Menyu is experiencing exciting growth. We grew traffic 570% in 2019 and revenue by 540%. We have fully automated much of the operations. The data entry is handled by virtual assistants paid for by the profits of the business. Kevin and I work weekly on the business, but at the cofounder level – improving the site experience, automating operations, and building our brand via our podcast and this blog.

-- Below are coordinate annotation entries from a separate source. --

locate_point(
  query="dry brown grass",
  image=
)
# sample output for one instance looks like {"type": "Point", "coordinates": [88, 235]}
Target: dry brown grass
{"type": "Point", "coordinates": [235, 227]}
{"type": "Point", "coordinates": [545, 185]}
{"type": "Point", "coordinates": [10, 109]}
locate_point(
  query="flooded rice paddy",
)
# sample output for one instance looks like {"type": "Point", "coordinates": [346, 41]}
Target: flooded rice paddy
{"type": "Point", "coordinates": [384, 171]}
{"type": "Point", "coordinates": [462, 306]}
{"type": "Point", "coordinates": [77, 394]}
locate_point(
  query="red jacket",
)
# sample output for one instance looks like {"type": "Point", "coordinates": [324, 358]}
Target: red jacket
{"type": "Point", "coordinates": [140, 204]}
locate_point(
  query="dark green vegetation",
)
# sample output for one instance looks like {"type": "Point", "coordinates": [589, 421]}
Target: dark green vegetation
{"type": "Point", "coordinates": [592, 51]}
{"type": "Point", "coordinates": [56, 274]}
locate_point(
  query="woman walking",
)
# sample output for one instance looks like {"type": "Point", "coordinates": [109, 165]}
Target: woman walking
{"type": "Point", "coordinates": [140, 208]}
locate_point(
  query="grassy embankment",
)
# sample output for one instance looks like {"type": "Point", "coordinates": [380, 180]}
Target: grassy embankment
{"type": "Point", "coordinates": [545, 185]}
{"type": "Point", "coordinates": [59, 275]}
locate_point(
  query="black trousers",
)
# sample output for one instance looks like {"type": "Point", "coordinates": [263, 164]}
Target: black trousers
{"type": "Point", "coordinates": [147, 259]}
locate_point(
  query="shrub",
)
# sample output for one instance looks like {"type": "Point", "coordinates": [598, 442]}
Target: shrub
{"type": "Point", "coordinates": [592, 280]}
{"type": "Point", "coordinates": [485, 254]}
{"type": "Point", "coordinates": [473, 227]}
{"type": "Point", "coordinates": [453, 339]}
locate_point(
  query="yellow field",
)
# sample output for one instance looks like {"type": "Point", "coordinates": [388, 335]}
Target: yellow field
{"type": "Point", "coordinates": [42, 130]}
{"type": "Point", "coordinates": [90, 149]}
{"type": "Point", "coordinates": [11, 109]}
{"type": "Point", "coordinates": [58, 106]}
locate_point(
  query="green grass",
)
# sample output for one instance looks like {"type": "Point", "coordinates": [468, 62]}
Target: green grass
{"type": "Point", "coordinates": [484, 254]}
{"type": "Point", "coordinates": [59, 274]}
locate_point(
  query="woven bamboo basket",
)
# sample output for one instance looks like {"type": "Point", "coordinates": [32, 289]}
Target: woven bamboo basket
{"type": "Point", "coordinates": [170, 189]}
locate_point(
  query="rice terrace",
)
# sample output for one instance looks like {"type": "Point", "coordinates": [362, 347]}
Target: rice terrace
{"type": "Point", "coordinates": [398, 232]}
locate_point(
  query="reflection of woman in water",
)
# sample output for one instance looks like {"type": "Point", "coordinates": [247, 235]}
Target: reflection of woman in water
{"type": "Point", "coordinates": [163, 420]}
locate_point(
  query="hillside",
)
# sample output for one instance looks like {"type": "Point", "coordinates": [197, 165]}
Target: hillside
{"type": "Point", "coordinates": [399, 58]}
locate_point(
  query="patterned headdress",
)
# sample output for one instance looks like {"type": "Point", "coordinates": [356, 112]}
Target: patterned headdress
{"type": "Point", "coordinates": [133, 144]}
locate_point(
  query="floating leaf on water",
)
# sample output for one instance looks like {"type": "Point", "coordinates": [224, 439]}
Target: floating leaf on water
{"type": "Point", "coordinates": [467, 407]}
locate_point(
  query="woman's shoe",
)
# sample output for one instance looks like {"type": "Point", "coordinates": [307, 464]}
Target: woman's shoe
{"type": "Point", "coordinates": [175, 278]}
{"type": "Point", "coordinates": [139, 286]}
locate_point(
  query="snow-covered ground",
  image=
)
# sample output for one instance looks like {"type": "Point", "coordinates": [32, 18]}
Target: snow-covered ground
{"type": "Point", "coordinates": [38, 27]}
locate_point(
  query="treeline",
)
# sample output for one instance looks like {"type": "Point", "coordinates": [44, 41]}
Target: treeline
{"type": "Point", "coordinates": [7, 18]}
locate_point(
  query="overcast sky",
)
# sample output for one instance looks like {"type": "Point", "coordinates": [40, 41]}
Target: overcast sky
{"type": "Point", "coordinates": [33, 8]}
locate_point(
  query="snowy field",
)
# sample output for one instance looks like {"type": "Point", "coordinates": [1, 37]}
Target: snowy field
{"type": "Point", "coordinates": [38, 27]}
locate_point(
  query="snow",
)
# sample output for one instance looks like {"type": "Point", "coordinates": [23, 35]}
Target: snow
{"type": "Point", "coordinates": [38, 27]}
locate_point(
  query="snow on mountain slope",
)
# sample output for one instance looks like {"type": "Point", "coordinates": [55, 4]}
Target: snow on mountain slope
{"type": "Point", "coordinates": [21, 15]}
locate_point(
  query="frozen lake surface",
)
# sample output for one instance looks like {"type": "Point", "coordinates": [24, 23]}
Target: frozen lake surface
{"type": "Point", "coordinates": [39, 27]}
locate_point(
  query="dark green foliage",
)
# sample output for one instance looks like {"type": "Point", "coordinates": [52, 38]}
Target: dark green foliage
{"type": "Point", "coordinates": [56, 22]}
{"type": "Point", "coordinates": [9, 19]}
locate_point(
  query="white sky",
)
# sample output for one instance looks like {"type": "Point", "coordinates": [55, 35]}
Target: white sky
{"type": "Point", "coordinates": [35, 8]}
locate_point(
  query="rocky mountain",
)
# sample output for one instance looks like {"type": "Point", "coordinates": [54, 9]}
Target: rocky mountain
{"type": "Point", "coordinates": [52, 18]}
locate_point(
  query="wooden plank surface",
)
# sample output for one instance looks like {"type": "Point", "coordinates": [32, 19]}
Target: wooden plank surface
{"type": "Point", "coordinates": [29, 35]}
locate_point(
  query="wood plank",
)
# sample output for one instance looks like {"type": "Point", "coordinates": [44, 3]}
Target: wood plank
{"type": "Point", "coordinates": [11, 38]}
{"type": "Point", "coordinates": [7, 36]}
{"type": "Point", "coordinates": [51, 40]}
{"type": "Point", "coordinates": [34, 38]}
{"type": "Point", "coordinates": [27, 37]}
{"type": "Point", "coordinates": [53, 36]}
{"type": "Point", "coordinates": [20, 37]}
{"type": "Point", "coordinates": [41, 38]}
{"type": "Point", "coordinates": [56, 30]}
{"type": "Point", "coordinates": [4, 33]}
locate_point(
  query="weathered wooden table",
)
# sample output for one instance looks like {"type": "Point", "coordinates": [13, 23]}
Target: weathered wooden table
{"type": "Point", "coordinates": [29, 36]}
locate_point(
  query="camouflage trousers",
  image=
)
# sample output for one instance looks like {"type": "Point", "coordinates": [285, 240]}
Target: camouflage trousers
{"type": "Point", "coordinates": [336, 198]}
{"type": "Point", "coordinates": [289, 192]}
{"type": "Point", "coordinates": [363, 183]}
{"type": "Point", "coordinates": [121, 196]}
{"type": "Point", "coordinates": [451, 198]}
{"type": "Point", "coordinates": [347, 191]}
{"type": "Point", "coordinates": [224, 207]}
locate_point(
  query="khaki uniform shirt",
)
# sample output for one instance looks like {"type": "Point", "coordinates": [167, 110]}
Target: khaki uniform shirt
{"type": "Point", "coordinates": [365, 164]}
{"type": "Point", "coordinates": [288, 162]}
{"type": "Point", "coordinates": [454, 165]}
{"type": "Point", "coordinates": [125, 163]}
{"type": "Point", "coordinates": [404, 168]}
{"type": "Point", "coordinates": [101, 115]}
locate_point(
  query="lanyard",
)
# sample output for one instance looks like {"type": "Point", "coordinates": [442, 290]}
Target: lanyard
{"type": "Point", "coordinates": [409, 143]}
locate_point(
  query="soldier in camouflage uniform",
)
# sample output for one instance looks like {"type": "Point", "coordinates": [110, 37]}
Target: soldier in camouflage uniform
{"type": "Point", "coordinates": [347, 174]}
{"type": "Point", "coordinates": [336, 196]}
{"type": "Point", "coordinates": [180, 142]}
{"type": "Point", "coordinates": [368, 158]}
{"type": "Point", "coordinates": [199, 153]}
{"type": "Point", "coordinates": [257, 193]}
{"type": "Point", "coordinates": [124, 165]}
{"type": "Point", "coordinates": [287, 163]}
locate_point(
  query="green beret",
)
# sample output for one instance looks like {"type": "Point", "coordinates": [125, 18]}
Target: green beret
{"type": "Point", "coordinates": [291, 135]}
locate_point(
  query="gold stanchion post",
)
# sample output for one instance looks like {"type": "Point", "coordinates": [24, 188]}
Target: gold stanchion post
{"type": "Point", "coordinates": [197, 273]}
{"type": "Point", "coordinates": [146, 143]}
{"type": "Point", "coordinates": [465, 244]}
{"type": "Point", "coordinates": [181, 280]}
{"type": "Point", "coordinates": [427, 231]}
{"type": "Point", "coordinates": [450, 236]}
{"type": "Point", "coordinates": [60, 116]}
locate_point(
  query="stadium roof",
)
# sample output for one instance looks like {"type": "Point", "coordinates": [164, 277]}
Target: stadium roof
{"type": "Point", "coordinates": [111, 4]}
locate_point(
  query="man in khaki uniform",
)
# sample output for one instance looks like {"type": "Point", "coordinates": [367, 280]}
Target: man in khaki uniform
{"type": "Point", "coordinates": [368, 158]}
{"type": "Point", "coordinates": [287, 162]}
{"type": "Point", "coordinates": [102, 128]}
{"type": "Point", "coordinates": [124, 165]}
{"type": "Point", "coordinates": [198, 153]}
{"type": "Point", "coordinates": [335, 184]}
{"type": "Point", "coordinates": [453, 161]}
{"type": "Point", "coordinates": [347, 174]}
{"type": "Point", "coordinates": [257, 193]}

Menyu competes in a very large, mature, and competitive market. Risk of failing is very high. Additionally, Google has entered the restaurant menu space making the risk of failure even higher. I do believe however that we have product market fit. A chunk of demand that no one else is serving. If we can continue to strengthen the grip on our market, we will continue to grow.

Further Reading on Marketplaces

This article was heavily influenced by the October 2006 Harvard Business Review article titled Strategies for Two-Sided Markets. As of this writing, it can be read here. I highly recommend reading, studying, and using it to design your online marketplace strategy – I did.

Good luck as you start your own online marketplace.